# Back Yard ladder obstacle ideas?



## spleeft (May 2, 2017)

I have a mostly flat back yard with a slight down slope. I'm looking for ideas to build a few ladder obstacles to practice drops, narrow bridge riding, maybe step-ups, etc. Ive googled wooden mountain bike features, and checked out the "image" searches. They are mostly big pro build projects, but did get a few ideas. 
Ive done a few small things, a ten foot long 2x10 laid over some logs. And built a 10' jump that just a flat "ladder" based on the back yard drop in that "Seths Bike Hacks" video. Also just piled up some logs to ride over, ( which I had to carry up into the yard because we have no trees of woods . No biggie , but All log feature are logs I have to go find / haul in truck / and haul into yard ). But I'm out growing that stuff and want to add on !
I have a few ideas for maybe a longer bridge ride that narrows then widens again to a drop off with maybe a cross section as a step off/ up in the middle. 
I'm looking for ideas/ pics of your'alls back yard ladder bridge/ drop off / step up type stuff. 
I have a few hundred to spend on wood, and I cant really do much digging up of the yard( with out a big hassle from the "boss"..cough cough ) 
Thanks for any help / ideas !


----------



## spleeft (May 2, 2017)

I tried adding "skills" to my image search...that yielded much more! Ok let the planning begin.


----------



## Timothy G. Parrish (Apr 13, 2014)

Does having truckloads of dirt dumped on your lawn and shaped in various features count as 'digging'? 

Sent from my MotoG3 using Tapatalk


----------



## irishpitbull (Sep 29, 2011)

I would loved to make some ladder drops in my yard (2 acres). Thanks for stoke off to home depot!

I want to make an adjustable one.
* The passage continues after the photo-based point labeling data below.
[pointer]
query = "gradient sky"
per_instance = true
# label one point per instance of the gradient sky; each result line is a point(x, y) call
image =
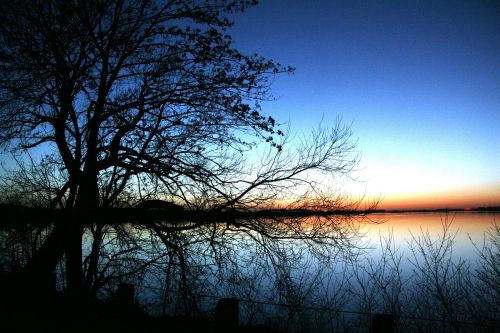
point(419, 80)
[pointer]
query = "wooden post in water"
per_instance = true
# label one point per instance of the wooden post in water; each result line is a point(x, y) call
point(227, 315)
point(382, 323)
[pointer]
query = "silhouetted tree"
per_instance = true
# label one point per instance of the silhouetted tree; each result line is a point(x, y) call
point(140, 96)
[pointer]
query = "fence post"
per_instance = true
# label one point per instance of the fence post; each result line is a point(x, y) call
point(226, 315)
point(382, 323)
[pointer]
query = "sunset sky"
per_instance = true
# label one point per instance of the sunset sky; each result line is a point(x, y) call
point(419, 80)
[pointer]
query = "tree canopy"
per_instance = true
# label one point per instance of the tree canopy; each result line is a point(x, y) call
point(135, 99)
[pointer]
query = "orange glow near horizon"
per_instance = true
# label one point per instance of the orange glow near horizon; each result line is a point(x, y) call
point(486, 196)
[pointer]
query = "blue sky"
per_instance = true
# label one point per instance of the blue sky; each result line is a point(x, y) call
point(419, 80)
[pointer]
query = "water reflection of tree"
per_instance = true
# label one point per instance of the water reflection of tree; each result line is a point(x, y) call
point(134, 99)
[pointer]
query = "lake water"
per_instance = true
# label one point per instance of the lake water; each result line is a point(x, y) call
point(468, 229)
point(388, 263)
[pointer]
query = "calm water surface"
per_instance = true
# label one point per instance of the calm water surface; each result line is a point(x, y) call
point(467, 228)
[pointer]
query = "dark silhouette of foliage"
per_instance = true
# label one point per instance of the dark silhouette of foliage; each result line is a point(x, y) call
point(138, 100)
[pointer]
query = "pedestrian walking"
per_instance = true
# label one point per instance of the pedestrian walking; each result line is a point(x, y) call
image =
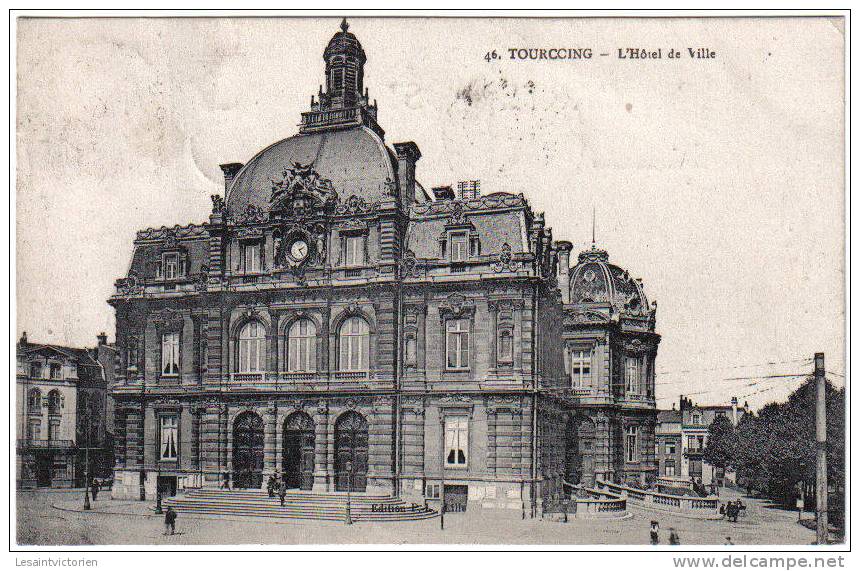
point(282, 492)
point(655, 532)
point(169, 521)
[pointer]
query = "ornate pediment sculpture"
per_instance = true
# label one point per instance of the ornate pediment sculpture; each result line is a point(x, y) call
point(301, 181)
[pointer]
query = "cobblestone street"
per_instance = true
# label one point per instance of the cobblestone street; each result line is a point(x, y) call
point(55, 518)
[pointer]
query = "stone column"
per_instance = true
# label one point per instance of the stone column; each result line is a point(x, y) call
point(322, 445)
point(270, 421)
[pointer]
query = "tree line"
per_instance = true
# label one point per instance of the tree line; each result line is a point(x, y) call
point(773, 451)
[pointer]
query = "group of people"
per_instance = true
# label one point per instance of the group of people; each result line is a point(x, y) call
point(674, 539)
point(732, 510)
point(277, 484)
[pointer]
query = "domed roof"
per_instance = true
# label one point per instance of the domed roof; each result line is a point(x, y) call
point(595, 280)
point(355, 160)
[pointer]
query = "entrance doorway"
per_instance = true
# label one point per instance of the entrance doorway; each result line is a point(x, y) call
point(299, 451)
point(456, 498)
point(44, 469)
point(350, 445)
point(248, 451)
point(167, 486)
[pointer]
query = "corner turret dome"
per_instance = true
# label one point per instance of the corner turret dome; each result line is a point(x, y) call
point(595, 281)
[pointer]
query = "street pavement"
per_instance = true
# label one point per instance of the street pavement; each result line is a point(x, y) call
point(49, 517)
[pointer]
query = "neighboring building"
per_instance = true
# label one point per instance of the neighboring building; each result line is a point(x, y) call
point(687, 431)
point(60, 406)
point(610, 348)
point(330, 316)
point(669, 448)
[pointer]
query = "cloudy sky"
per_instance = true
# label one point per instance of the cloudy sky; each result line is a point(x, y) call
point(719, 182)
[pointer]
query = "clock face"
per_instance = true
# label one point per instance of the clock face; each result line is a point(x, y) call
point(299, 250)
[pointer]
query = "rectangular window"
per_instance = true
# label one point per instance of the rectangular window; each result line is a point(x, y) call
point(580, 368)
point(633, 374)
point(170, 264)
point(696, 468)
point(459, 245)
point(169, 436)
point(170, 353)
point(34, 429)
point(353, 251)
point(411, 350)
point(506, 346)
point(631, 445)
point(54, 429)
point(457, 343)
point(251, 257)
point(457, 441)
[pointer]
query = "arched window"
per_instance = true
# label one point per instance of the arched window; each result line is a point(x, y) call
point(252, 344)
point(54, 402)
point(34, 401)
point(301, 346)
point(354, 345)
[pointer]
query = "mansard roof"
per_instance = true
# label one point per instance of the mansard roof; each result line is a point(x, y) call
point(88, 367)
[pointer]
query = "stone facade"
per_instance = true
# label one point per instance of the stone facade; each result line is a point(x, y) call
point(61, 406)
point(333, 323)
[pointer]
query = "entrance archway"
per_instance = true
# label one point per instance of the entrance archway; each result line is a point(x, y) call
point(579, 451)
point(350, 445)
point(298, 463)
point(248, 451)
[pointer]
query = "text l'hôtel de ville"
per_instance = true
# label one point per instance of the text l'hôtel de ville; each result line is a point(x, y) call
point(561, 54)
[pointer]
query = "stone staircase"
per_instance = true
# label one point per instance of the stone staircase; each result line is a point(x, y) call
point(329, 506)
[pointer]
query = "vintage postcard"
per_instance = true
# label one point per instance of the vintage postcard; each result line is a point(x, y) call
point(554, 280)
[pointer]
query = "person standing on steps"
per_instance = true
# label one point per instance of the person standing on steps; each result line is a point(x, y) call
point(282, 492)
point(170, 521)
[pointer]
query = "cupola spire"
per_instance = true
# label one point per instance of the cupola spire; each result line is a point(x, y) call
point(344, 88)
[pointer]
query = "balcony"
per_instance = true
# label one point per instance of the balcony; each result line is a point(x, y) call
point(306, 380)
point(24, 443)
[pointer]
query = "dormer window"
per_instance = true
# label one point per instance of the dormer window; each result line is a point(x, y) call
point(459, 247)
point(352, 250)
point(251, 258)
point(170, 266)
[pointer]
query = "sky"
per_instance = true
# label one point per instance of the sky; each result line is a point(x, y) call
point(719, 182)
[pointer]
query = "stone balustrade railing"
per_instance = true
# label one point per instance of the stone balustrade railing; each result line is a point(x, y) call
point(698, 506)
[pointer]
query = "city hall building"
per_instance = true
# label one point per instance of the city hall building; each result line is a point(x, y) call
point(335, 323)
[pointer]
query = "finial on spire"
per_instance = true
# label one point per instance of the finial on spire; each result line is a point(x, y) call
point(593, 224)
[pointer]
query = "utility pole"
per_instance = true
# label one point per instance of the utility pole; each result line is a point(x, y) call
point(820, 450)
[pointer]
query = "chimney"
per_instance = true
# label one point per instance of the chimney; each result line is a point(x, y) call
point(230, 170)
point(443, 193)
point(564, 248)
point(407, 155)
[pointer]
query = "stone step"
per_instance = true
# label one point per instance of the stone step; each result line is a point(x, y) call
point(297, 505)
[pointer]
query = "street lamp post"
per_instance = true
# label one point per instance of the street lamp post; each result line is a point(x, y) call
point(348, 519)
point(87, 505)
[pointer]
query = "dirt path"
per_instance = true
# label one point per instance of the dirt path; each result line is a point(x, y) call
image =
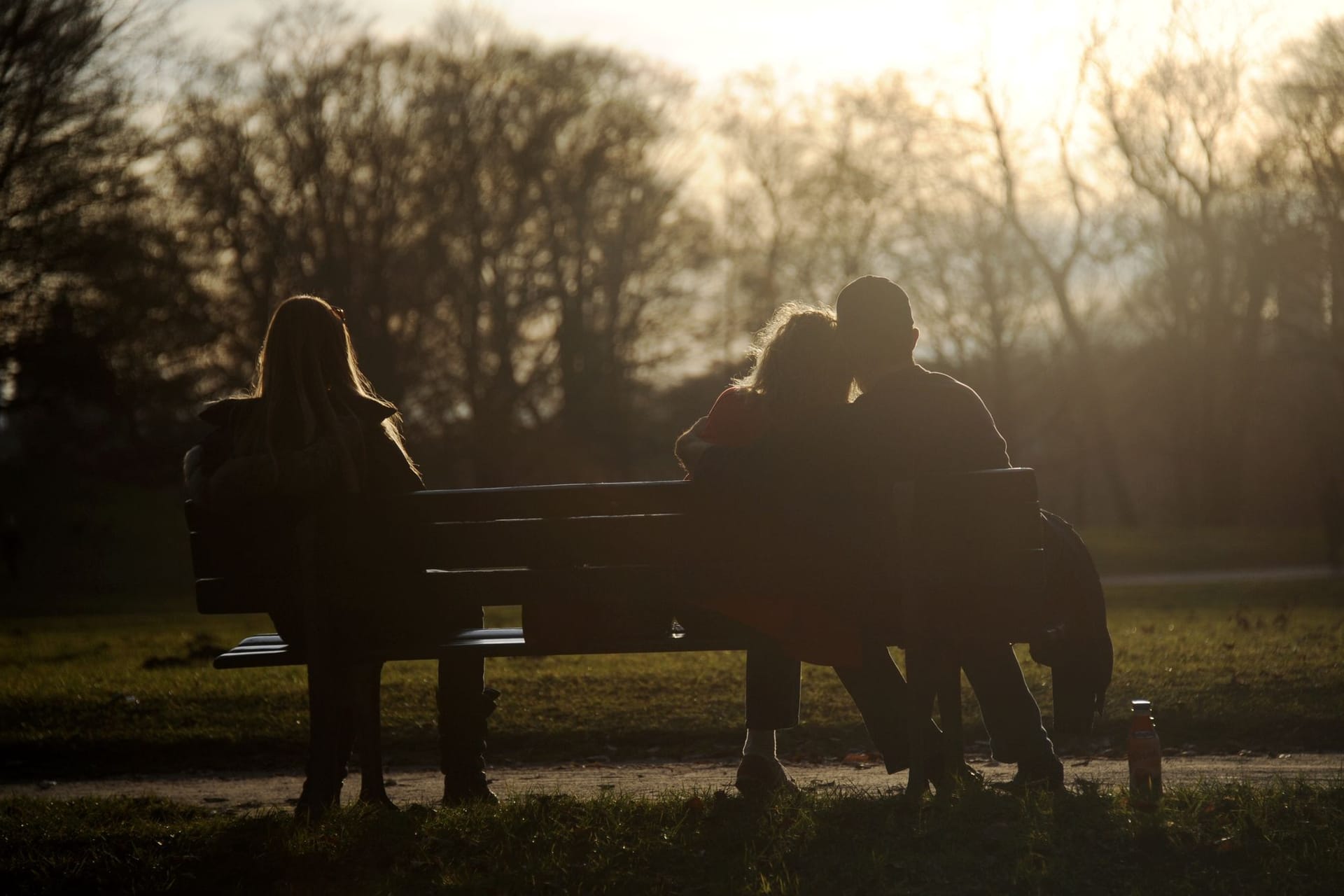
point(589, 780)
point(1212, 577)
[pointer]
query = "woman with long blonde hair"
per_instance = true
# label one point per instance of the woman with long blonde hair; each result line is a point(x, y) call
point(312, 428)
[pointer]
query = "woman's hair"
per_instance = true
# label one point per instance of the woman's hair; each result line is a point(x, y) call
point(799, 360)
point(308, 377)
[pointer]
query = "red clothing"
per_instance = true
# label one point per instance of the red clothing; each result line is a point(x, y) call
point(804, 629)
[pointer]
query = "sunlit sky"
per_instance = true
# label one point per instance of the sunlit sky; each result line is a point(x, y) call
point(1028, 48)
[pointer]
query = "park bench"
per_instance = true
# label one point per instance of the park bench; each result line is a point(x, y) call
point(616, 558)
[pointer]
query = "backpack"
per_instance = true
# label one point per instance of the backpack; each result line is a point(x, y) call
point(1075, 644)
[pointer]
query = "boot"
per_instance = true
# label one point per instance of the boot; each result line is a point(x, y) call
point(316, 801)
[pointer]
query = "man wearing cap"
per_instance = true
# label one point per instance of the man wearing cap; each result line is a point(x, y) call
point(909, 422)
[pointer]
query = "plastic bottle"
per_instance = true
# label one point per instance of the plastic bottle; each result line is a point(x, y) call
point(1145, 758)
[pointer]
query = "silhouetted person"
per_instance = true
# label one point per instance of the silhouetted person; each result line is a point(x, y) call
point(311, 429)
point(800, 375)
point(909, 422)
point(1332, 522)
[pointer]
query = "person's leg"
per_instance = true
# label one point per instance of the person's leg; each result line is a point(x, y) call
point(1011, 713)
point(366, 708)
point(464, 704)
point(330, 738)
point(879, 691)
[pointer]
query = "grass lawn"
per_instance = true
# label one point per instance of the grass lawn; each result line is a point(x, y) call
point(1254, 665)
point(1285, 839)
point(1233, 666)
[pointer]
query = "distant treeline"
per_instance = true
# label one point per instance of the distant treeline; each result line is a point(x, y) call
point(550, 257)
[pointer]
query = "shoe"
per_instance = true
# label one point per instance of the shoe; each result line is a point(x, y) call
point(315, 802)
point(470, 789)
point(761, 776)
point(958, 773)
point(1042, 776)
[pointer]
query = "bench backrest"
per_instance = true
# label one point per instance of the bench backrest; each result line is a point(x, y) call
point(956, 542)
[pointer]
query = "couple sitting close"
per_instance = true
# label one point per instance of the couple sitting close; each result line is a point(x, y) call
point(790, 421)
point(314, 426)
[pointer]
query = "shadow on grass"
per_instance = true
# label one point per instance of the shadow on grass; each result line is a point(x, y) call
point(1212, 839)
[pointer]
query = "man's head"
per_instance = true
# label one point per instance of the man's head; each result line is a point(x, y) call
point(876, 328)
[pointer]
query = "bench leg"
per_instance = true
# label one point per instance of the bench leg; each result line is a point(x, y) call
point(921, 675)
point(368, 707)
point(953, 748)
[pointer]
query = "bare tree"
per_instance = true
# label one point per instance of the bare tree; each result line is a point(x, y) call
point(1059, 266)
point(1179, 131)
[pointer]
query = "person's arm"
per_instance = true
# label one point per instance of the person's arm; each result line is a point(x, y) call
point(691, 447)
point(388, 470)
Anyone have any ideas?


----------



## slapheadmofo (Jun 9, 2006)

Timothy G. Parrish said:


> Does having truckloads of dirt dumped on your lawn and shaped in various features count as 'digging'?
> 
> Sent from my MotoG3 using Tapatalk


Building out of dirt is so much better than building out of wood IMO. 
Unless it's necessary, most trail builders around here stopped making ladder structures years ago. They're just too high-maintenance.


----------



## irishpitbull (Sep 29, 2011)

slapheadmofo said:


> Building out of dirt is so much better than building out of wood IMO.
> Unless it's necessary, most trail builders around here stopped making ladder structures years ago. They're just too high-maintenance.


I travel to Miami a ton for work and every trail there is pretty much coral rock gardens and wooden features. They do a pretty impressive job considering the lack of vert.


----------



## spleeft (May 2, 2017)

Thanks for all the replies everyone.
- building with dirt...... Believe me, Id love too !!! It would be so fun renting a machine and going crazy !!!! But it wont happen , wife not into it.. need / want to keep the mud factor down too. The wood features are best option for me, I love building stuff with wood also ! 
Pitbull, glad your amped. I plan on using 6x6 posts buried about 1 foot to a foot and a half with 2 -3' + sticking up to build on. ANd using lag bolts so disassembly and rearranging is possible. I just needed those "skills park" pics above to get some ideas. And try to maximize the" feature to intricacy/ cost ratio. 
I dont have a final plan, but getting close to breaking new ground...

On a side note, the few little things Ive been using have really helped me a lot. In the two + years Ive been riding, Ive been able to "clear" things at my riding spot that I thought were once totally undo-able by an OG like me. Cant wait to step it up !


----------



## slapheadmofo (Jun 9, 2006)

Wood can be cool, just tough to keep up with over the years in my area. Definitely easier to build specific stuff with, specially if you don't have experience shaping dirt. Make sure you make yourself a funbox or three.
:thumbsup:


----------



## spleeft (May 2, 2017)

slapheadmofo said:


> Wood can be cool, just tough to keep up with over the years in my area. Definitely easier to build specific stuff with, specially if you don't have experience shaping dirt. Make sure you make yourself a funbox or three.
> :thumbsup:


Portable and fun, I like it! Dimensions of those?


----------



## Flamingtaco (Mar 12, 2012)

spleeft said:


> I plan on using 6x6 posts buried about 1 foot to a foot and a half with 2 -3' + sticking up to build on.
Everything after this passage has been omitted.